Fifteen 5-6 week C57BL/6J mice were used in this study. Unexpectedly, 12 (80%) out of 15 mice treated with carboplatin (120 mg/kg, intraperitoneal injection) died within 2 weeks, and the remaining three mice were included in the analysis. This unanticipated result may be due to different individual susceptibilities to carboplatin among the mice. It is postulated that nephrotoxicity may precede ototoxicity in a mouse model. The byproduct of carboplatin, platinum-ammine-DNA adduct, accumulates in the kidney and induces renal tubular damage (31). This accumulation of byproducts might be responsible for the death of the mice in this study. All three surviving mice showed significant cochlear damage, including partial-to-total loss of OHCs and minimal deformation of IHCs, which are consistent with the results from the organotypic cultures in this study. Although significant damage was identified in some mice in this study, a high proportion of death and different individual susceptibilities suggest that a mouse model is not suitable for experiments studying carboplatin-induced ototoxicity.

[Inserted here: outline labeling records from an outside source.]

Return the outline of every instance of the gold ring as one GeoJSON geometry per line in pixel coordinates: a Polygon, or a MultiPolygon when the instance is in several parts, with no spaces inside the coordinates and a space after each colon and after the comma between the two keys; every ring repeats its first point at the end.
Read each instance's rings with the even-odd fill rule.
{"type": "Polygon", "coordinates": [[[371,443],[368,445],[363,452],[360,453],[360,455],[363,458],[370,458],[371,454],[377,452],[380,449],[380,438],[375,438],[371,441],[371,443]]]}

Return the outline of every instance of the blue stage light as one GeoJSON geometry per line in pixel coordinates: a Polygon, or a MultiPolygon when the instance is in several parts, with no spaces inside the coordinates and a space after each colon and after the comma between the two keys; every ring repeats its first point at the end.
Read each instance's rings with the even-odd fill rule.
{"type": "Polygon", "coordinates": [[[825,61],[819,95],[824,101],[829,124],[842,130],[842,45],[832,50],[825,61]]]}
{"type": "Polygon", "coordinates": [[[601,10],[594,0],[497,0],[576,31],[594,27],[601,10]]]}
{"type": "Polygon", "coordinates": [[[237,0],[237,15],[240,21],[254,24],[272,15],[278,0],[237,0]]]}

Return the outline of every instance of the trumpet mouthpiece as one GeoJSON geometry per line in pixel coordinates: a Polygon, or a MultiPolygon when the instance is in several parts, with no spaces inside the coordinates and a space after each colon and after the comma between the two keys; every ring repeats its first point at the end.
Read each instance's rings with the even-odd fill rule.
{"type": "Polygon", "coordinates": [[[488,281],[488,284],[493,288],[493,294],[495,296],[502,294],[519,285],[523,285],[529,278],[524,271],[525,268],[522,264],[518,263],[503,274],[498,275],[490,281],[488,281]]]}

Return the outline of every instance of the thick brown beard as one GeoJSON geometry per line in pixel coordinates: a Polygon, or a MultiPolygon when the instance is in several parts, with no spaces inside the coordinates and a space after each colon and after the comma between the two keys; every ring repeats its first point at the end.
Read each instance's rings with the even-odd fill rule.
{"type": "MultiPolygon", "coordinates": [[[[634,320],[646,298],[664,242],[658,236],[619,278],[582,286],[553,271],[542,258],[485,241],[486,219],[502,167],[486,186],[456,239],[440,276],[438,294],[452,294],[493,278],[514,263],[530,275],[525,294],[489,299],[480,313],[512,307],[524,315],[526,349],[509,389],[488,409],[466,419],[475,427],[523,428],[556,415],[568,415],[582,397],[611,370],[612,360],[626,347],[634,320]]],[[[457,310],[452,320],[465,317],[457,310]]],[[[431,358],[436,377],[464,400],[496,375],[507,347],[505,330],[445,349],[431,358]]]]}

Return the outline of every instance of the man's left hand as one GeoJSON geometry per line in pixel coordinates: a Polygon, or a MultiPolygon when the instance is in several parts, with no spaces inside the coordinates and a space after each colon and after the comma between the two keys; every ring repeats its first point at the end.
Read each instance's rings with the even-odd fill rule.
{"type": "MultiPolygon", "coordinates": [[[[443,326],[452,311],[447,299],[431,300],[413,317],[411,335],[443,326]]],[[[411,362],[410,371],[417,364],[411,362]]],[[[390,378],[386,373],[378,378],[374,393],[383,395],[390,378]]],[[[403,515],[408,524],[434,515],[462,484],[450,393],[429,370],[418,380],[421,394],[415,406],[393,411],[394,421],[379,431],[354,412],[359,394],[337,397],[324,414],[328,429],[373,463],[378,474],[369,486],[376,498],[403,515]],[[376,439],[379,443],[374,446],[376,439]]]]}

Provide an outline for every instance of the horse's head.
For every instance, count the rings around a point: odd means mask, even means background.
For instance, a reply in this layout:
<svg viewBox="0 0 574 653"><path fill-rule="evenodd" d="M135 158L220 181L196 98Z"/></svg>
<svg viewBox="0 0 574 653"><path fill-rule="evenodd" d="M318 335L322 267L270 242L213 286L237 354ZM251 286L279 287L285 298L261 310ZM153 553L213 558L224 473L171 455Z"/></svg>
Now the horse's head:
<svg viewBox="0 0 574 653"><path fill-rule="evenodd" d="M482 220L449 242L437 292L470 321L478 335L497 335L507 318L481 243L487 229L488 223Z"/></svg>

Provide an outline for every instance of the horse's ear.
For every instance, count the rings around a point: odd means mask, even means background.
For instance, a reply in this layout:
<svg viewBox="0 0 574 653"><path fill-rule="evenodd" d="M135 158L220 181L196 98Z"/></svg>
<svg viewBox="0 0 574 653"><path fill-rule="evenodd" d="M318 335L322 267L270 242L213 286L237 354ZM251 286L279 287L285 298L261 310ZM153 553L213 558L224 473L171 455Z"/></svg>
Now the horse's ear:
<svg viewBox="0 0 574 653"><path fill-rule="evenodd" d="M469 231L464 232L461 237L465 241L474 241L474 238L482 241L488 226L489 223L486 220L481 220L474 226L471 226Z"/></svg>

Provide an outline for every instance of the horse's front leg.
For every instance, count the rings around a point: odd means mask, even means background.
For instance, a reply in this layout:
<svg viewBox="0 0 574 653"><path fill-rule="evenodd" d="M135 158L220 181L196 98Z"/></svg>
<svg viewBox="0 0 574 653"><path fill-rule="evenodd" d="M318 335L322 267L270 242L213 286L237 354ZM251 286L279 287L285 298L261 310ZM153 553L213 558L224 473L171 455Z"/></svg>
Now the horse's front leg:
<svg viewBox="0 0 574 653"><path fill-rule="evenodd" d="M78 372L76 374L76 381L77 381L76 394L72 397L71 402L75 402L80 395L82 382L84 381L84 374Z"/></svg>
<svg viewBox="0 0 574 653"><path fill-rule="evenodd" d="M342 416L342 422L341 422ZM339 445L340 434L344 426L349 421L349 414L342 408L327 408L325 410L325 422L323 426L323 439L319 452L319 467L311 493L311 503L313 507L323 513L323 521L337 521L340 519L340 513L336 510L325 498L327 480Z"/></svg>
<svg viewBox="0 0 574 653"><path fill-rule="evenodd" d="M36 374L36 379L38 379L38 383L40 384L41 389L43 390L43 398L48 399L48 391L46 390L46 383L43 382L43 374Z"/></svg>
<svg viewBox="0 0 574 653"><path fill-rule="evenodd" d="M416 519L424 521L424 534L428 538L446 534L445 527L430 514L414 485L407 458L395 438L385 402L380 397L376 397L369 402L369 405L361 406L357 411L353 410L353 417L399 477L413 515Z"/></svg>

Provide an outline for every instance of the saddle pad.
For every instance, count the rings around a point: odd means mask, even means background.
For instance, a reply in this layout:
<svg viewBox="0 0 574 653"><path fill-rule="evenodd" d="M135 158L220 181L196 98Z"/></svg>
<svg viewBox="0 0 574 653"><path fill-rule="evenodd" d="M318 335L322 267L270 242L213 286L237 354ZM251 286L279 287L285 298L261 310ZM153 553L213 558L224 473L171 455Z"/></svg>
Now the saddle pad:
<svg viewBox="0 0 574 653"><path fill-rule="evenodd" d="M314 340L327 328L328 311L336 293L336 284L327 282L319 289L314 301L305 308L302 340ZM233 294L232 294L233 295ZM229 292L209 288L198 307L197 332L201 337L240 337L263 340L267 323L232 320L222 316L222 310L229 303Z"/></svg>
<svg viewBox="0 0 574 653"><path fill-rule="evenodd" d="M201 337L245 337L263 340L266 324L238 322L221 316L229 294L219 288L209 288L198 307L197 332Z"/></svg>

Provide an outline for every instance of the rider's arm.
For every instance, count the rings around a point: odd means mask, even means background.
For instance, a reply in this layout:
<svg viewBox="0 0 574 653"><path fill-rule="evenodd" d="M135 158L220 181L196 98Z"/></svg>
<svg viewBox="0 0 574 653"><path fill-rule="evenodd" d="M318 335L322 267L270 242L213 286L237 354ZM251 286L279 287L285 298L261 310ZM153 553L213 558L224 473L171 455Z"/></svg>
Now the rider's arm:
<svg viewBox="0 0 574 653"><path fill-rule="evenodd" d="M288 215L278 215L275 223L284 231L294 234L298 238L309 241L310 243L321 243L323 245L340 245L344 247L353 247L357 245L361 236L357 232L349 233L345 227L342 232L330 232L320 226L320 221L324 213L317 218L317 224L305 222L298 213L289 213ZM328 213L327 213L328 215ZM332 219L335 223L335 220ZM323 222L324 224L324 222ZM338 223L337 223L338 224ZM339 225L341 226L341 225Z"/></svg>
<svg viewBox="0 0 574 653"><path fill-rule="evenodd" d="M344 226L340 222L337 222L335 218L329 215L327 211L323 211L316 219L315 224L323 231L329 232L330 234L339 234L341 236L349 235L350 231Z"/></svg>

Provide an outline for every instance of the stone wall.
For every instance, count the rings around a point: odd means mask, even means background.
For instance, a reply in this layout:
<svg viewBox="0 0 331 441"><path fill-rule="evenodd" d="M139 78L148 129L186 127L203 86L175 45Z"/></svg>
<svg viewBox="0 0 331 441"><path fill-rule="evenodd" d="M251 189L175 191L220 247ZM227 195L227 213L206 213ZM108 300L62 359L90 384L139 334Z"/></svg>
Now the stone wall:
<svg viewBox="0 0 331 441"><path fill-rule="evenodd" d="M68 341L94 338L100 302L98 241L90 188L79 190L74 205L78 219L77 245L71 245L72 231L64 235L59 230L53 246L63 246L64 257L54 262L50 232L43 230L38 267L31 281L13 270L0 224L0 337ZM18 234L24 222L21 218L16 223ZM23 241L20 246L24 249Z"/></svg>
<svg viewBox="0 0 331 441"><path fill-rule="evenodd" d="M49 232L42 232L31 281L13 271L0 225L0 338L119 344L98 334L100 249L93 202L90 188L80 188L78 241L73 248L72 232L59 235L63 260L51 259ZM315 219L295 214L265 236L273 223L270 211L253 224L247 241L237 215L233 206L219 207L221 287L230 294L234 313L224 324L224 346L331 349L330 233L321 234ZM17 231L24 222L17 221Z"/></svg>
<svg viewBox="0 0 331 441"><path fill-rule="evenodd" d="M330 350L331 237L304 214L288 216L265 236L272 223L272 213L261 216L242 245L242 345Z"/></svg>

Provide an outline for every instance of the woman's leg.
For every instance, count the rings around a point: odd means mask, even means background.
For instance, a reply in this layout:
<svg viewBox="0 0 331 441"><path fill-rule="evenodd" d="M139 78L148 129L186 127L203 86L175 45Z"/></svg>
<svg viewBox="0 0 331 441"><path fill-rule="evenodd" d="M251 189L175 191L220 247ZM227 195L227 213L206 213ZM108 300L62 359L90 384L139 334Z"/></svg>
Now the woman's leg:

In summary, carboplatin is toxic to cochlear hair cells, SGNs and neurites between hair cells and SGNs in organotypic and dissociated cultures from mice. In addition, administration of L-NAME and/or L-NAC attenuated cytotoxicity of carboplatin to SGNs in dissociated SGN cultures. Therefore, reactive oxygen radicals and NO may be responsible for certain damage to the cochlea caused by carboplatin treatment.